Washington, D.C. 20549
Pursuant to Section 13 or 15(d) of the Securities Exchange Act of 1934
Date of report (Date of earliest event reported)
  April 27, 2007
A.C. Moore Arts & Crafts, Inc.
(Exact name of registrant as specified in its charter)
Pennsylvania   000-23157   22-3527763
(State or other jurisdiction
of incorporation)
  (Commission File Number)   (IRS Employer Identification No.)
130 A.C. Moore Drive, Berlin, NJ   08009
(Address of principal executive offices)   (Zip Code)
Registrant’s telephone number, including area code (856) 768-4930
Not Applicable
(Former name or former address, if changed since last report.)
     Check the appropriate box below if the Form 8-K filing is intended to simultaneously satisfy the filing obligation of the registrant under any of the following provisions (see General Instruction A.2. below):
o    Written communications pursuant to Rule 425 under the Securities Act (17 CFR 230.425)
o    Soliciting material pursuant to Rule 14a-12 under the Exchange Act (17 CFR 240.14a-12)
o    Pre-commencement communications pursuant to Rule 14d-2(b) under the Exchange Act (17 CFR 240.14d-2(b))
o    Pre-commencement communications pursuant to Rule 13e-4(c) under the Exchange Act (17 CFR 240.13e-4(c))



Item 8.01     Other Events.
The 2007 Annual Meeting of Shareholders (the “2007 Annual Meeting”) of A.C. Moore Arts & Crafts, Inc. (“A.C. Moore”) will be held on June 7, 2007, which date is more than 30 calendar days from the date on which the 2006 Annual Meeting of Shareholders took place. The proxy rules promulgated by the Securities Exchange Commission (the “SEC”) under the Securities and Exchange Act of 1934, as amended (the “Exchange Act”), require A.C. Moore to inform shareholders of this change in date in addition to the new deadlines for shareholder proposals. Accordingly, A.C. Moore hereby notifies its shareholders that shareholder proposals for the 2007 Annual Meeting must be submitted to A.C. Moore by May 15, 2007 to receive consideration for inclusion in A.C. Moore’s proxy materials. Any such proposal must also comply with the proxy rules under the Exchange Act, including Rule 14a-8.

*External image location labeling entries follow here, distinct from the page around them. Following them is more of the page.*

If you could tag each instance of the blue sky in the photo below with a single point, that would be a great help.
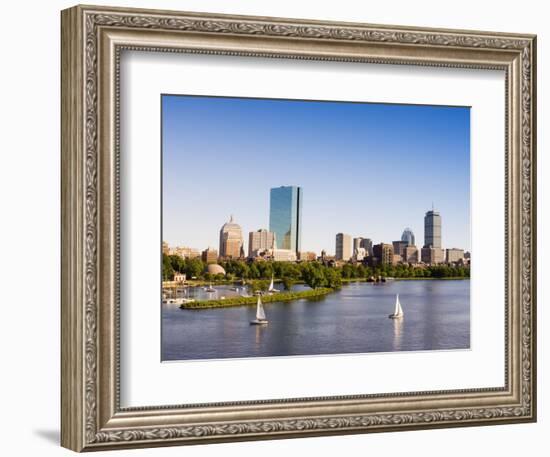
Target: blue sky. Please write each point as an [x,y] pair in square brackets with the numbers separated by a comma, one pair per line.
[366,169]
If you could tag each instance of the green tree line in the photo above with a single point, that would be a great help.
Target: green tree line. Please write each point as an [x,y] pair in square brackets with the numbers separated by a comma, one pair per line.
[314,274]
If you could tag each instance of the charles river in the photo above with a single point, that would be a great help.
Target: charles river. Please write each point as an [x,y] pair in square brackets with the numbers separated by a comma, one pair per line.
[351,320]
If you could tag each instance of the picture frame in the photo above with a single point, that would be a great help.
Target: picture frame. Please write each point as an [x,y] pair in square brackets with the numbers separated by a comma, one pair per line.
[93,39]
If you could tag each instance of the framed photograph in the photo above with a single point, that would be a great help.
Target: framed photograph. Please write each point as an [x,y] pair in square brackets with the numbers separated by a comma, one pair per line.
[275,228]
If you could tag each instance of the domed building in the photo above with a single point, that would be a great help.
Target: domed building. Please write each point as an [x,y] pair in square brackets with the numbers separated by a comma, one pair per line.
[215,269]
[231,240]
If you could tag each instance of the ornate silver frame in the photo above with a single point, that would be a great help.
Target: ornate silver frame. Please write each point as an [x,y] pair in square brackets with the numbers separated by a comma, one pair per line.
[92,39]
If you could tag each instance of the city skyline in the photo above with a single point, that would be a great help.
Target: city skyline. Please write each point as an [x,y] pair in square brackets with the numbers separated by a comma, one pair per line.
[389,196]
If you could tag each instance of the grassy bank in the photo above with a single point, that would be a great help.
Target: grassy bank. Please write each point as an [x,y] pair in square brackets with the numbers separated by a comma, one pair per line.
[241,301]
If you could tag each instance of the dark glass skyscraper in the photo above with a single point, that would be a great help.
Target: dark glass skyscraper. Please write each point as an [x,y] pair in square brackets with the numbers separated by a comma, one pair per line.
[432,229]
[285,216]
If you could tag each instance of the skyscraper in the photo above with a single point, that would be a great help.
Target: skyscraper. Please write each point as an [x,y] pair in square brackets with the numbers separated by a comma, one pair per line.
[432,230]
[384,253]
[365,243]
[408,236]
[231,240]
[343,246]
[285,217]
[260,240]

In addition, shareholders are notified that the deadline for providing A.C. Moore with timely notice of any shareholder proposal to be submitted outside of the Rule 14a-8 process for consideration at the 2007 Annual Meeting is May 15, 2007. As to all such matters which A.C. Moore does not have notice on or prior to May 15, 2007, discretionary authority will be granted to the persons designated in the proxy statement related to the 2007 Annual Meeting to vote on such matters.
Shareholder proposals must be in writing, include the information required by A.C. Moore’s bylaws and be sent either by personal delivery, nationally-recognized express mail or United States mail, postage prepaid to A.C. Moore Arts & Crafts, Inc., 130 A.C. Moore Drive, Berlin, New Jersey 08009, Attention: Corporate Secretary. All late or nonconforming proposals will be rejected. A.C. Moore’s bylaws are available, at no cost, on the SEC’s website, www.sec.gov, as Exhibit 3.3 to A.C. Moore’s Current Report on Form 8-K filed on August 27, 2004 or upon the shareholder’s written request to Amy Rhoades, Vice President and General Counsel, A.C. Moore Arts & Crafts, Inc., 130 A.C. Moore Drive, Berlin, New Jersey 08009.



     Pursuant to the requirements of the Securities Exchange Act of 1934, the registrant has duly caused this report to be signed on its behalf by the undersigned hereunto duly authorized.